Como gracia menor, la infantil disputa entre las formaciones de izquierda o asimiladas sobre a cuál le corresponde el honor de ser la versión local de Syriza. Al final, empate múltiple, porque el vivo Tsipras tiene fotos con un amplio surtido de pegatinas y en variedad de compañías. Pero la verdadera enjundia está en el atrevimiento con el que a cuatro mil kilómetros de distancia los sabios analistas cañís aleccionan a los griegos sobre lo que deben votar. Lo entretenido es que, al mismo tiempo que practican esa suerte de inútil proselitismo —nadie les va a hacer ni puto caso—, echan las muelas ante idéntica actitud, solo que a la inversa, por parte de la derechuna, el FMI y la señorita Rotten-Merkel.
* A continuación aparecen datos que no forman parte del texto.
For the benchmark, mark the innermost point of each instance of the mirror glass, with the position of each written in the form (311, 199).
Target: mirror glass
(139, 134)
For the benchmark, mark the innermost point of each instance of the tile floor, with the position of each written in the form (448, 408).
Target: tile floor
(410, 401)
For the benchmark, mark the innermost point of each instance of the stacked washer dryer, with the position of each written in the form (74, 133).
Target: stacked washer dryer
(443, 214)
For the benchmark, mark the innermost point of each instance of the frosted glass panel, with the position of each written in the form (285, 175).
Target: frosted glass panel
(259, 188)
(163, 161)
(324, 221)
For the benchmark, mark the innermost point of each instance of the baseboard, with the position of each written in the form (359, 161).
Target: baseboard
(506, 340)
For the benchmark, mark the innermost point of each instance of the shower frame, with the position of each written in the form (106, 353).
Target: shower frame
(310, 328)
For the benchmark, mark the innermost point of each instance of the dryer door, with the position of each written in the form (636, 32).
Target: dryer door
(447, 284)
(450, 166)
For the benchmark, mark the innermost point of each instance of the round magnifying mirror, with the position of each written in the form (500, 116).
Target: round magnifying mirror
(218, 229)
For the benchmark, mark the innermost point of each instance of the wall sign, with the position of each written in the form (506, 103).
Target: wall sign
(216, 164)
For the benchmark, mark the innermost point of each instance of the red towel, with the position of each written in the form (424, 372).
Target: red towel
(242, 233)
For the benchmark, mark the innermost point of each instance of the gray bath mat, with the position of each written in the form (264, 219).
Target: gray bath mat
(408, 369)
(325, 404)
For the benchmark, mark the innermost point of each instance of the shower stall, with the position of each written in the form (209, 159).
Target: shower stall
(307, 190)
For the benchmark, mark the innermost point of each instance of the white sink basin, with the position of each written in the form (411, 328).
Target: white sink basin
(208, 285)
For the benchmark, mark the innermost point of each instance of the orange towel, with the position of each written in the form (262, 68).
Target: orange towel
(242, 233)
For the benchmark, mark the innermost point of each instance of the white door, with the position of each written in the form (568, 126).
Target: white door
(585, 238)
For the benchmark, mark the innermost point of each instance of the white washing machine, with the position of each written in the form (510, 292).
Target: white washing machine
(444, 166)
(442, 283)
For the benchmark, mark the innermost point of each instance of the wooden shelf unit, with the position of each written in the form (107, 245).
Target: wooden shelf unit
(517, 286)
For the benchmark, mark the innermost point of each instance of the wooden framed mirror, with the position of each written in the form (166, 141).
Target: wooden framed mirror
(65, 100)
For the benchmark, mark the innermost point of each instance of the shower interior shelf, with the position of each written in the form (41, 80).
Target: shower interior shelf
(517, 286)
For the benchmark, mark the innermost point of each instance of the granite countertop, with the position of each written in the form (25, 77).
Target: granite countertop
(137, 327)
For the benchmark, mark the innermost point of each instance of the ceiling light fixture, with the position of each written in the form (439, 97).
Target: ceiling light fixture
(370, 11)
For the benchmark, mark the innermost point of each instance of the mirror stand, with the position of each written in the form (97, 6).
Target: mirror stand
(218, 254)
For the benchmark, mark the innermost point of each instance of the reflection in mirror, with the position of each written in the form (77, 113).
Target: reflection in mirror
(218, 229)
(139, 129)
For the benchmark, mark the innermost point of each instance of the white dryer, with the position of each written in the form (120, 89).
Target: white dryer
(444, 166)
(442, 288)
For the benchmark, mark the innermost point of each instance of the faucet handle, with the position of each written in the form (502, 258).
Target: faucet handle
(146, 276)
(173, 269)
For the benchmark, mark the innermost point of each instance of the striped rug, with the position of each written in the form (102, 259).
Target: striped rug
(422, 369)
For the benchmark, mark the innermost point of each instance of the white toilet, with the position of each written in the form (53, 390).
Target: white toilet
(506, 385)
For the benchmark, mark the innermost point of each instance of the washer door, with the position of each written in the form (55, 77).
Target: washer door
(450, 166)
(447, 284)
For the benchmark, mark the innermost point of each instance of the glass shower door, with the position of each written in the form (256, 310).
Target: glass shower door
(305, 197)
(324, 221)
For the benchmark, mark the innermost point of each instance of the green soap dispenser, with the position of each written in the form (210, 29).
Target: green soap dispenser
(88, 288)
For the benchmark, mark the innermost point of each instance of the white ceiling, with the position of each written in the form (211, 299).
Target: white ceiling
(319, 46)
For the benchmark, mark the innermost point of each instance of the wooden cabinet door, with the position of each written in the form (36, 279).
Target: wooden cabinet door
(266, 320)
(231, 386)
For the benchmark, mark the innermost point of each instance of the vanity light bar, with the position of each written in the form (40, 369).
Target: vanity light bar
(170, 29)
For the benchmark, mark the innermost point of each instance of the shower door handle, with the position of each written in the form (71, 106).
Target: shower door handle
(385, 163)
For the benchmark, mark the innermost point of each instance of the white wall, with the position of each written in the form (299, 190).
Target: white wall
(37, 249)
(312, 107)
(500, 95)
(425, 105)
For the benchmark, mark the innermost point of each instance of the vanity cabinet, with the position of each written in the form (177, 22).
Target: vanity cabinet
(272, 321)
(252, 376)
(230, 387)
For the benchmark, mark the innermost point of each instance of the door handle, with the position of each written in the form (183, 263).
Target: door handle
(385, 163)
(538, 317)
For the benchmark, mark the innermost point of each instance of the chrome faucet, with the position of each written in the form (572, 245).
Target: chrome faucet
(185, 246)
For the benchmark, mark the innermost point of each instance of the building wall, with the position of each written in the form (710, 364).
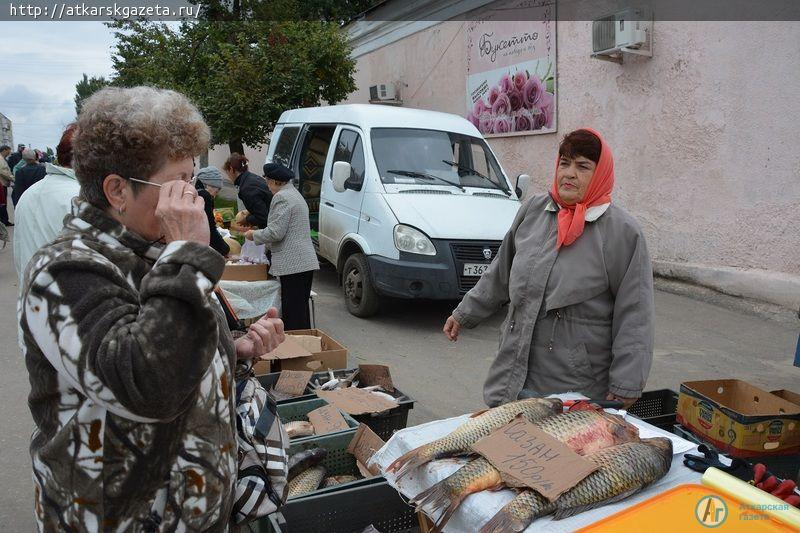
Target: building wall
(6, 132)
(704, 133)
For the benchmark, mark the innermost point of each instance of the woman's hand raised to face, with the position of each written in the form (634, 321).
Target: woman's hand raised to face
(452, 328)
(181, 213)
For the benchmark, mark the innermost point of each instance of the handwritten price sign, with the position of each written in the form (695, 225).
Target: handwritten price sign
(522, 451)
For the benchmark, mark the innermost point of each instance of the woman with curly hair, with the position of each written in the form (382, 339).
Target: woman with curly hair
(130, 361)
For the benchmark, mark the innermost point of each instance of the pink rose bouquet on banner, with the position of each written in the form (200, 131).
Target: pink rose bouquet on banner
(517, 103)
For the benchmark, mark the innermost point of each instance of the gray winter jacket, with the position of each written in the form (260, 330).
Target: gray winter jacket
(579, 319)
(288, 234)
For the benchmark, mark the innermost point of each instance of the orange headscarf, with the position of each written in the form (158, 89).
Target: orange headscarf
(572, 218)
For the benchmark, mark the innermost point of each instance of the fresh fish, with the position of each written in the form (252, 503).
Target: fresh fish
(589, 431)
(385, 396)
(299, 428)
(447, 495)
(307, 481)
(304, 460)
(481, 424)
(623, 471)
(337, 480)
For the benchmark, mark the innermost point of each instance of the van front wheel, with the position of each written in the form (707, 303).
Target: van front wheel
(359, 295)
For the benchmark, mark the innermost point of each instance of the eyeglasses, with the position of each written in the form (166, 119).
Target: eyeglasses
(191, 181)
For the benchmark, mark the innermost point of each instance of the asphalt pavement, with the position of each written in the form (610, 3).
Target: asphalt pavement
(694, 340)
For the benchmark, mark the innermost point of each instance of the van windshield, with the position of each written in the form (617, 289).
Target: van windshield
(431, 157)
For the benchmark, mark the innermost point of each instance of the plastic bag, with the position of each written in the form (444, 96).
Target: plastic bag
(253, 253)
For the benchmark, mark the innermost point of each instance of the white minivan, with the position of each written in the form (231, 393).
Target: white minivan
(405, 203)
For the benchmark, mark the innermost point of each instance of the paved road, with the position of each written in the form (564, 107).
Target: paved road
(694, 340)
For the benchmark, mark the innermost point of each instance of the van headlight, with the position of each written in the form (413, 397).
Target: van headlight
(413, 241)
Por supuesto que está muy feo sacar la cacharrería chantajista y amenazar con el sinnúmero de plagas que llevaría adosada la victoria de la coalición radical. Sin embargo, no está demás recordar que la decisión última está en manos de quienes deberán padecer o disfrutar las consecuencias de lo que voten. Los demás, chitón.

Mas, ¿órdago o trágala?

Igual que el legendario plan Ponds prometía belleza en siete días, el (nuevo) plan Mas ofrece la independencia de Catalunya en año y medio. Al primer bote, no suena mal, y menos, mirando la cosa desde esta parte del mapa, donde todavía no nos hemos puesto a la tarea y está por ver si lo haremos seriamente. Otra cosa es que lo que propone el President, que huele a trágala que es un primor, sea medianamente factible. ¿Que por qué no va a serlo? Pues, si me dejan que me ponga metafísico, porque no lo ha sido. Quienes conserven copia de la hoja de ruta original comprobarán que en ella se preveía que a estas alturas del calendario la soberanía plena estaría a falta del penúltimo hervor. Sin quitar importancia a lo muchisímo que ha ocurrido hasta ahora, únicamente haciéndose trampas al solitario o pésimamente aconsejados por la autocomplaciecia, se puede concluir que el proceso está donde se esperaba.

Se diría que todo el camino anterior, incluyendo la consulta tan emotiva como descafeinada, formaban parte del ensayo general y que esta, la que anunció Mas el martes, es la buena. Sin entrar en las dificultades para concretar la lista única ni en el riesgo de que el planteamiento acabe favoreciendo al unionismo español —en política dos y dos pueden ser tres—, cabe preguntarse qué garantía hay de que el referéndum que convoque el gobierno de emergencia no vaya a correr la misma suerte que el 9-N. Probablemente, el cálculo se base en la creencia de que para el momento de su celebración habrá cambiado la mayoría en Madrid. Francamente, aunque tal vuelco se produzca, yo no las tendría todas conmigo.

Ojalá gane Podemos (2)

Arrastro una maldición que, de alguna manera, yo mismo me he labrado. Como soy pródigo en ironías, cuando hablo en serio, (casi) todo el mundo me toma a chunga. Ayer, sin ir más lejos, me hinché a recibir codazos cómplices, guiños, pescozones cariñosos y pulgares hacia arriba en Facebook que, seguramente, no me correspondían. También puyas y puñetazos dirigidos al plexo solar por hacer gracias de cuestiones solemnes. Palabrita del niño Jesús que no bromeaba cuando expresaba mi deseo —diría mi anhelo— de que Podemos arrase en las próximas elecciones generales ni cuando rogaba encarecidamente que se adelante a ya pero ya la cita con las urnas. Léanme los labios: no siendo ni de lejos pablista (y menos, monederista), he llegado al convencimiento de que lo mejor que puede pasar —o si quieren, lo menos malo— es que los morados alcancen el poder cuanto antes.

Para empezar, mucho peor que el PP no parece que lo puedan hacer. Y si la otra alternativa es la gran coalición, que apenas llegaría a mediana, para volver a colarnos la jugada de 1978, qué quieren que les diga: me arriesgo con lo malo por conocer. ¿Cuánto de malo? Pues ahí estará la gracia y/o la desgracia. En los diez meses de fulgurante subida, Podemos se ha comportado como ese cuñado instalado en la certeza de que los demás no tienen ni puta idea. Cualquiera que haya padecido esta peste familiar sabe que la vaina se acaba en cuanto al pavo en cuestión le pones el destornillador en la mano y le dices: “Hala, majo, ahora lo haces tú, a ver qué tal”. Es urgente cederles la caja de herramientas y observar cómo se les da pasar de las musas al teatro.